In the order, Trump directed the Department of Commerce and the Department of Homeland Security to work with private companies to bolster their security networks.
In addition to botnets, security experts will be tasked with helping to prevent distributed denial of service attacks, in which vast networks of connected devices flood a website or server with bogus traffic until it shuts down. Last year, a DDoS attack directed at a New Hampshire internet services company took down dozens of high-profile websites, including Twitter and Netflix.
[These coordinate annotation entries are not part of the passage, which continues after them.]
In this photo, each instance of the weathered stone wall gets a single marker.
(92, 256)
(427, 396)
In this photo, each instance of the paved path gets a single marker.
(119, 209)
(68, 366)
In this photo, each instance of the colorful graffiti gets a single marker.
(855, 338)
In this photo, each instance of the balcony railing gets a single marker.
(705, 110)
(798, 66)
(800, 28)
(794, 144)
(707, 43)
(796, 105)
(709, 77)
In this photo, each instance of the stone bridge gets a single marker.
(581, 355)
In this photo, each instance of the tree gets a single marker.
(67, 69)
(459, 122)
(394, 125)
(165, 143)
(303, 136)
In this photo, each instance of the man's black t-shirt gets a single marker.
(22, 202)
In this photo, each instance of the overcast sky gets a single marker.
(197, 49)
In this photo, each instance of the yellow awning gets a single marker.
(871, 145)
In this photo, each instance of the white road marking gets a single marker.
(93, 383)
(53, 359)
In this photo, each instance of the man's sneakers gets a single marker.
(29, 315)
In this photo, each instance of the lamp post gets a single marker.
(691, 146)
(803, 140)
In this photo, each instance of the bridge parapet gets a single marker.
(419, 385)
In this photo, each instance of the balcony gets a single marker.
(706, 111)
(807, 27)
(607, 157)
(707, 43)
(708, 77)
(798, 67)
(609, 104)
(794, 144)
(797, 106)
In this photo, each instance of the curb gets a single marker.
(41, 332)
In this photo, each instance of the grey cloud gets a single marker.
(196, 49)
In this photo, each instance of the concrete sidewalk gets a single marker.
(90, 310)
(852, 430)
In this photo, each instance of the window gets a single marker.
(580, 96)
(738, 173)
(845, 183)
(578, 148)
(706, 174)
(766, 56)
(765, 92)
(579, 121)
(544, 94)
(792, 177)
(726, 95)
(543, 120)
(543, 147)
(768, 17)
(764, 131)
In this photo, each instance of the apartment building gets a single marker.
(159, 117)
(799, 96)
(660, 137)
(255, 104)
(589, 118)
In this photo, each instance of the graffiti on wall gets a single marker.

Security analysts later traced the attack to a network of infected internet-connected webcams.
And though the order includes measures that would reduce what kind of information people can send online and how frequently certain devices can send information, Waldo said those changes would have to be put in place by home router manufacturers whose main goal is to make their products as simple to use as possible.
“The attacks aren’t impacting their customers that much,” Waldo said. “There’s no real incentive for the companies to do something that makes their devices harder to use and doesn’t give their consumer any actual benefit.”